A pair of hedge fund managers said they’ll stop donating to Republicans they’ve long supported. One of them said he spent weeks berating a politician who’s taken his money, arguing the tax bill is too tilted toward corporations, rather than individuals who should get more relief.
This isn't a Wall Street issue exclusively, but pretty much everyone who lives and toils in the New York financial industry or thereabouts will feel some sting from Uncle Sam cutting off SALT deductions at $10,000. And surely these folks would have appreciated their supposedly fearsome business lobby stepping up and knocking on a few congress members' doors, intimidating expressions on their faces and lists of donor-approved demands in their hands. Although the final bill has a higher SALT limit than before, whatever efforts were made to ditch the deduction changes were ultimately unsuccessful.
Which makes Wall Street's lobby look like chopped liver compared to their private equity peers.
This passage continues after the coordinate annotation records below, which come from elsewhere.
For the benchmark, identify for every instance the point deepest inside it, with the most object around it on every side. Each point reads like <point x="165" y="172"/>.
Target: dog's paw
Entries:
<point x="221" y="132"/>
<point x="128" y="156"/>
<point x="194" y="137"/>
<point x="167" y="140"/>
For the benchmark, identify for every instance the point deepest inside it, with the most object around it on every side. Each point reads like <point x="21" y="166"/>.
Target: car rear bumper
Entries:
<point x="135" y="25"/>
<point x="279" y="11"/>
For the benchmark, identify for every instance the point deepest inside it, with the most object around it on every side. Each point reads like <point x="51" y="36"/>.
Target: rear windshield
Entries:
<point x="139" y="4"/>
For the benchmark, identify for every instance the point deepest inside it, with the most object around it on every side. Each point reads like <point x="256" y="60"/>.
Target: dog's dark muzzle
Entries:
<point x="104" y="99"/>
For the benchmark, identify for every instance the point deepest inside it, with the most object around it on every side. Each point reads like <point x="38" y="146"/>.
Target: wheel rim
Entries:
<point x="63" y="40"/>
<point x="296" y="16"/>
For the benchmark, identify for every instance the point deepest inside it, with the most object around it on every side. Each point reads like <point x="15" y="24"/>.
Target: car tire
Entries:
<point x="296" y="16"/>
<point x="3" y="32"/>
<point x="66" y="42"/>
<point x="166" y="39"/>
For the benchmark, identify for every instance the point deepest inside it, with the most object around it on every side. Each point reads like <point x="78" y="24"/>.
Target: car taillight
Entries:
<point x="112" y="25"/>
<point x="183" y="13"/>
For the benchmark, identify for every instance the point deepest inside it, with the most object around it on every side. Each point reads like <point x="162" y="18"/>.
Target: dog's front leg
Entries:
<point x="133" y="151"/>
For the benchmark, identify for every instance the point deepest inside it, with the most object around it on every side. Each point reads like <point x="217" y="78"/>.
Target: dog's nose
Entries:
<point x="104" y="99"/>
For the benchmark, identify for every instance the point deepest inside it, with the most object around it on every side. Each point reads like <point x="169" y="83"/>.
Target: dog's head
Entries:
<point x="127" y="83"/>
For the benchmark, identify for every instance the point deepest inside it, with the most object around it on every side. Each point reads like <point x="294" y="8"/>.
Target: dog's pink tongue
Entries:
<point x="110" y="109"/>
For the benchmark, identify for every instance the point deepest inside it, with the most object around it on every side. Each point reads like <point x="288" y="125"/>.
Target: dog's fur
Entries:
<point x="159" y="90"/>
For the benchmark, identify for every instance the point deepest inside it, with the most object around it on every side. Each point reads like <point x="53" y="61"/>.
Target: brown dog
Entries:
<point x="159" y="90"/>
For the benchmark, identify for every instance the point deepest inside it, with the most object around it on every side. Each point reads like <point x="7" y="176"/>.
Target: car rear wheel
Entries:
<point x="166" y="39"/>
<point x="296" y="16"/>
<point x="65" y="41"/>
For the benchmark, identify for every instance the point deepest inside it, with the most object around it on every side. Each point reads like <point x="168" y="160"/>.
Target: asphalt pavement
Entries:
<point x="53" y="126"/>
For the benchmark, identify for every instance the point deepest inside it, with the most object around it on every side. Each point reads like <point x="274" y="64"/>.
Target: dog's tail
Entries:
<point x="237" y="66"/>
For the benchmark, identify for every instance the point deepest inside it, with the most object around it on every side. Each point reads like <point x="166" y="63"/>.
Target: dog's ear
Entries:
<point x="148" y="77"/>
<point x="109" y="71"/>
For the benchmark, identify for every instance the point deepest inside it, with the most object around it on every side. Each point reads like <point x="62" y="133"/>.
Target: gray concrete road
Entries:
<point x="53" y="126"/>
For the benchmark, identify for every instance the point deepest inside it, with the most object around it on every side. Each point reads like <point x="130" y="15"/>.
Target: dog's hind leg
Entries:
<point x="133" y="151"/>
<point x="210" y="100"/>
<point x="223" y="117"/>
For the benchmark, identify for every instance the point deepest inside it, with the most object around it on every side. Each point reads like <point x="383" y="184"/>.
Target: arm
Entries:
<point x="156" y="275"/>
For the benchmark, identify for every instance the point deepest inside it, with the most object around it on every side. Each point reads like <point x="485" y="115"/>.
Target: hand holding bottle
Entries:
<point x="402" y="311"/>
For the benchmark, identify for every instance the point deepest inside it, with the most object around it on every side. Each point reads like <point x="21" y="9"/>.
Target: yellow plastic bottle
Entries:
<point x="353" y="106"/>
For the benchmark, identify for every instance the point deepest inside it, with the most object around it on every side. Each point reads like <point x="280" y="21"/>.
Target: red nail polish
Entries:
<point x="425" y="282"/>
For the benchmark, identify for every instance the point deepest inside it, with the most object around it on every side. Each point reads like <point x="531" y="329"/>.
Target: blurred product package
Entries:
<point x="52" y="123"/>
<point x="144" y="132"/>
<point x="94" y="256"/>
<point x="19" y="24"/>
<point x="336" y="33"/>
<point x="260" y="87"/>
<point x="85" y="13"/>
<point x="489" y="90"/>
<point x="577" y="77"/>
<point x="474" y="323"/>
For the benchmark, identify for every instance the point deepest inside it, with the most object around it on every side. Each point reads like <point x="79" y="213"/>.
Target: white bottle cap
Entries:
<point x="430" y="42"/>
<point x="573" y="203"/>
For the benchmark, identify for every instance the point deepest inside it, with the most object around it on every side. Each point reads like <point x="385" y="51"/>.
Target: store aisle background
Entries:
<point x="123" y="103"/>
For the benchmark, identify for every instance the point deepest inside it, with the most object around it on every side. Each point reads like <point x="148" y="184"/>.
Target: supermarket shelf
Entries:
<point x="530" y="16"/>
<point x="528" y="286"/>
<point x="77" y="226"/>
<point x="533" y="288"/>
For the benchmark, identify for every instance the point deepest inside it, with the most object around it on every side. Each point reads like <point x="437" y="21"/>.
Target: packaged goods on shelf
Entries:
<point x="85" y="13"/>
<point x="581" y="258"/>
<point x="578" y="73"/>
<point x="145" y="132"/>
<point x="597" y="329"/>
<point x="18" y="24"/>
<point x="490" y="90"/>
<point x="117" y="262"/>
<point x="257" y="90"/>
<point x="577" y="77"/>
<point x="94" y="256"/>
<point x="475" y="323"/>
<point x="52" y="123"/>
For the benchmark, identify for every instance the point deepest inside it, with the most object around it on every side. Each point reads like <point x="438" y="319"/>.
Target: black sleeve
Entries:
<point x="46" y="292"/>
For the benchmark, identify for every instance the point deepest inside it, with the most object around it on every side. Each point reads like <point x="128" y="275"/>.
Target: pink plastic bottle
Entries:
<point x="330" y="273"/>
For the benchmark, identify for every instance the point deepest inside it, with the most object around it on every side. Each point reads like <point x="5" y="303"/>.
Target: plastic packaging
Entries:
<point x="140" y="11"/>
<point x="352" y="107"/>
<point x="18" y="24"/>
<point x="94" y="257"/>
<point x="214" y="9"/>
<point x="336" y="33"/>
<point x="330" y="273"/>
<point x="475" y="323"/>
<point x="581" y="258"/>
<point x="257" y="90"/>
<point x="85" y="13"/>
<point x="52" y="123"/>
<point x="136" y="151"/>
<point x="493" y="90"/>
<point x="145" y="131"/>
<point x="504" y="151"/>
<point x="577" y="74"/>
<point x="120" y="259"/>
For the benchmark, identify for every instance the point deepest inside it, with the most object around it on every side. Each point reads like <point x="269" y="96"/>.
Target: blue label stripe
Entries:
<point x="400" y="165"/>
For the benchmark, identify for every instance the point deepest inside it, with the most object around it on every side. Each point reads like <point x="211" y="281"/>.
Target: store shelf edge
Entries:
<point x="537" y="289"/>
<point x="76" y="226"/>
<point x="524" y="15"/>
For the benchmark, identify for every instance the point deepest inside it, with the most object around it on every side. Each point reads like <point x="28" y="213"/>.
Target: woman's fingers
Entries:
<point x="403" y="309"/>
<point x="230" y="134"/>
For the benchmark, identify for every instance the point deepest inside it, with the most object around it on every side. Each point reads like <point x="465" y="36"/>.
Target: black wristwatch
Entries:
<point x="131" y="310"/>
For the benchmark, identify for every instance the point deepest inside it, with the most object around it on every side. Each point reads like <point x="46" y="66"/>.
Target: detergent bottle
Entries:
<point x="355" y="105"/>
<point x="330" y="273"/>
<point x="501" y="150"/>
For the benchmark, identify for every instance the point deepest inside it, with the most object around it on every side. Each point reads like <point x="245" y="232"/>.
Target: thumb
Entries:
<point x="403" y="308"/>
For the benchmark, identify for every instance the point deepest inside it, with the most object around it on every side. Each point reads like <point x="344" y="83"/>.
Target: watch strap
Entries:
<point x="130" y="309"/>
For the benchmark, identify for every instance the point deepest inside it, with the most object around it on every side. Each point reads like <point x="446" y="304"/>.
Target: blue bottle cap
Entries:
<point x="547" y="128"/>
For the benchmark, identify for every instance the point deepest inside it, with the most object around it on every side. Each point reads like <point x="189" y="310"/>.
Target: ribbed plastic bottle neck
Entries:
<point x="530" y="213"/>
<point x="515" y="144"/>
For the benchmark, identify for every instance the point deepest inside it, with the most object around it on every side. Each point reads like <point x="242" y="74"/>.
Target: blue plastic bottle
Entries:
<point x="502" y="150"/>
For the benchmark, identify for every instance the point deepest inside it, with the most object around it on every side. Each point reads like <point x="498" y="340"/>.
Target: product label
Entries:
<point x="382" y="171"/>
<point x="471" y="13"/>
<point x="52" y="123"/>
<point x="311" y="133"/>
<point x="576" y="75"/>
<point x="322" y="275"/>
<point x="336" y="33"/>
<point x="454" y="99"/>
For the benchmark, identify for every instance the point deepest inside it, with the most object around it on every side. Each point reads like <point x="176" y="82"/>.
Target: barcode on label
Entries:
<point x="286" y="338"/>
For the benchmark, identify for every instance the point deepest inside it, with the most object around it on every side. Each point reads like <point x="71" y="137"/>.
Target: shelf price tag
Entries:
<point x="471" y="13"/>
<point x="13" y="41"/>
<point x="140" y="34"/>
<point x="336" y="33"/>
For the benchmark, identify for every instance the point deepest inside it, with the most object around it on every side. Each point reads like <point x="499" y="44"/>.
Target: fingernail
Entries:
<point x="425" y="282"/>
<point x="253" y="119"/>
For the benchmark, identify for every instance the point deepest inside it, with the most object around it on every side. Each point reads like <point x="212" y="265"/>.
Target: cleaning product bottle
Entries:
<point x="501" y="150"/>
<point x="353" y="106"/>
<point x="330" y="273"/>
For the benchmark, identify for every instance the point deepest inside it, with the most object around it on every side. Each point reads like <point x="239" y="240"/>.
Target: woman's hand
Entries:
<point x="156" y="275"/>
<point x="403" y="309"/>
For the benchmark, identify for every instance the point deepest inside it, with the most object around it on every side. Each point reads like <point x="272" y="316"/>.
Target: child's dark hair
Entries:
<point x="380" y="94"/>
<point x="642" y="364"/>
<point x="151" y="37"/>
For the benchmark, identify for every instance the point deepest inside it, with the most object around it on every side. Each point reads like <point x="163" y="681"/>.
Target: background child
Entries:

To demonstrate, here's our favorite Trump administration wind-up doll Gary Cohn on the administration's putative attempts to do away with the tax loophole (or, if you prefer, long-term investment incentive) at the heart of private equity:
"We would have cut carried interest," Cohn said Wednesday. "We probably tried 25 times."
He blamed resistance on Capitol Hill. "We hit opposition in that big white building with the dome at the other end of Pennsylvania Avenue every time we tried," he said in the interview. "It is just the reality of the political system."
He went on:
"The reality of this town is that constituency [hedge funds and private equity] has a very large presence in the House and the Senate. They have really strong relationships on both sides of the aisle," he said. "We just didn't have the support on carried interest."
See, this is how you do it. All you need is a totalizing, inescapable grip over the legislative apparatus of the largest democracy in the world – something we were led to believe Wall Street had, but now we're not so sure.
Of course, it could be less about the American Investment Council being composed of Sith lords and more that Steve Schwarzman happens to be Steve Schwarzman. But if it's just a case of a few well-placed friends of the administration getting their word out to Congress, whatever happened to Cohn and the legions of Goldmanites and other bankers in the White House we've heard so much about? What use were they in all this? Clearly not much.
Still, the bellyaching from traders and I-bankers might be a little overwrought. All it should take is an enterprising tax lawyer, a personal Wyoming LLC and a little elbow grease to carry on as before.